Joe Torre still isn't a fan of expanded instant replay

After video showed a plate umpire blew a call in the 19th inning of a game between Atlanta and Pittsburgh, giving the Braves a win, Torre says instant replay can never replace judgment calls by umpires.

July 30, 2011|By Kevin Baxter
  • Joe Torre watches batting practice at Citi Field in New York before a Mets-Braves game last month.
Joe Torre watches batting practice at Citi Field in New York before a Mets-Braves… (Jim McIsaac / Getty Images )

Replaying the use of video

When he was managing the Dodgers, Joe Torre said he opposed the expanded use of instant replay, calling it an imperfect solution.

Such pronouncements didn't mean much then since Torre was just a manager. But now that he's MLB's executive vice president in charge of baseball operations — essentially the man in charge of everything that happens on the field — his words have wide influence.

And Torre hasn't changed his view on expanded replays, even after video evidence showed plate umpire Jerry Meals blew a call in the 19th inning of Tuesday's Braves-Pirates game, giving the Braves a crucial win.

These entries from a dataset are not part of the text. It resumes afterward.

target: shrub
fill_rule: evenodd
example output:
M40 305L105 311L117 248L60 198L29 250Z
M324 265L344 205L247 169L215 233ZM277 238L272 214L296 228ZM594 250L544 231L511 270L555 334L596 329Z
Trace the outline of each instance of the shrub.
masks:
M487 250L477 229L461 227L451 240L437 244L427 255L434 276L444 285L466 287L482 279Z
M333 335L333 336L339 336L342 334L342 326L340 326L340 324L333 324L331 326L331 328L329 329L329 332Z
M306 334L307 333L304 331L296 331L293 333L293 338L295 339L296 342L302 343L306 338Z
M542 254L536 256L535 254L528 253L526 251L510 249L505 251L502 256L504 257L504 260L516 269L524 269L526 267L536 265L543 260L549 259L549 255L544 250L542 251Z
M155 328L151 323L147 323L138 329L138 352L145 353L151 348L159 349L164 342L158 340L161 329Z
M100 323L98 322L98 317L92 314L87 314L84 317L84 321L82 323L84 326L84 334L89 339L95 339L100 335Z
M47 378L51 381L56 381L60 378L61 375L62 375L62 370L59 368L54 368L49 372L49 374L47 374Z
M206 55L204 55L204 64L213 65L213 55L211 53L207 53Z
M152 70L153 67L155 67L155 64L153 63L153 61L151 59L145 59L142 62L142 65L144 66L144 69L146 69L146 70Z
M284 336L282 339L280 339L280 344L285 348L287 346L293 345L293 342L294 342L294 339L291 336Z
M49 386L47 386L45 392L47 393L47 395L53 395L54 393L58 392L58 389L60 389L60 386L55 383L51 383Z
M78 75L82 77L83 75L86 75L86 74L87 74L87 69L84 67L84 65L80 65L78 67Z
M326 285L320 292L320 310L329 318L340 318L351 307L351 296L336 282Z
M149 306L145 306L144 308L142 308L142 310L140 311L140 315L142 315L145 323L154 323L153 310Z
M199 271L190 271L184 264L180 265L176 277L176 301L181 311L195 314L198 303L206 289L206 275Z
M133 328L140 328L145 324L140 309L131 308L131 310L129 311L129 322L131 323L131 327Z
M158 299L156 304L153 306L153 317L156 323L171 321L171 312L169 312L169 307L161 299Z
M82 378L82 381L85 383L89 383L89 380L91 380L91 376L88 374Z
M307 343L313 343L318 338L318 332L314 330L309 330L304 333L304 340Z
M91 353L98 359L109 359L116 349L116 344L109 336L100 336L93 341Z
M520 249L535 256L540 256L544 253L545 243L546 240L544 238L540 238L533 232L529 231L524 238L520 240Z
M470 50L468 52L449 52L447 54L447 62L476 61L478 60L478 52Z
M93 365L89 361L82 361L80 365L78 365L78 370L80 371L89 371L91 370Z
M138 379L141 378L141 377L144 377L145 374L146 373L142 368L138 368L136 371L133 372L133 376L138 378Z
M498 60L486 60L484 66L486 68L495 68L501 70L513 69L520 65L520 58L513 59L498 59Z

"I have heard many discussions on umpiring and technology over the past two years, including both the pros and the cons of expanding replay," Torre said in statement. "However, most in the game recognize that the human element always will be part of baseball and instant replay can never replace all judgment calls by umpires. Obviously, a play like this is going to spark a lot of conversation, and we will continue to consider all viewpoints in our ongoing discussions regarding officiating in baseball."

That go-slow approach is one shared by Commissioner Bud Selig. Baseball currently employs instant replay on boundary calls for home runs but has so far resisted calls to expand its use.

Winless in Seattle

Can it get any worse in Seattle? It sure seems as if the Mariners are trying to find out.

Not only did they lose a franchise-record 17 consecutive games, but after taking a day off to celebrate their first win in nearly a month, the Mariners were shut out Friday, getting just three hits in an 8-0 loss to Tampa Bay.

That left the Mariners 5-22 in their last 27 games and 5-19 in July with two games left. You have to go all the way back to last year, when the team went 6-22, to find the worst July in franchise history.

When the losing streak started on July 6 in Oakland, Seattle was .500 and just 2 ½ games out of first in the American League West. When the Mariners woke up Saturday they were 15 games back in the division race and on pace for their third 90-loss season in four years.

It was a total team collapse for Seattle, whose pitchers gave up more than 10 hits a game and posted a 5.93 ERA during the losing streak. At the plate the Mariners, who rank last in baseball this season in runs, average and on-base percentage, were shut out three times — not counting Friday — and scored just once in five other games, averaging 2.6 runs a loss.

Is there any reason to think there won't be a complete house cleaning in Seattle this winter?

Stat watch(Rookie edition)

Pitchers have won four of the last six A.L. Rookie of the Year awards, a trend that figures to continue this year. Tampa's Jeremy Hellickson leads AL rookies with nine wins and a 3.27 ERA while Detroit reliever Al Alburquerque is 5-1 with a 2.43 ERA and Angel closer Jordan Walden has 24 saves.

In the NL, where Florida's Dontrelle Willis was the last pitcher to win rookie honors in 2003, Atlanta's Craig Kimbrel has 31 saves while the Mets' Dillon Gee is 10-3.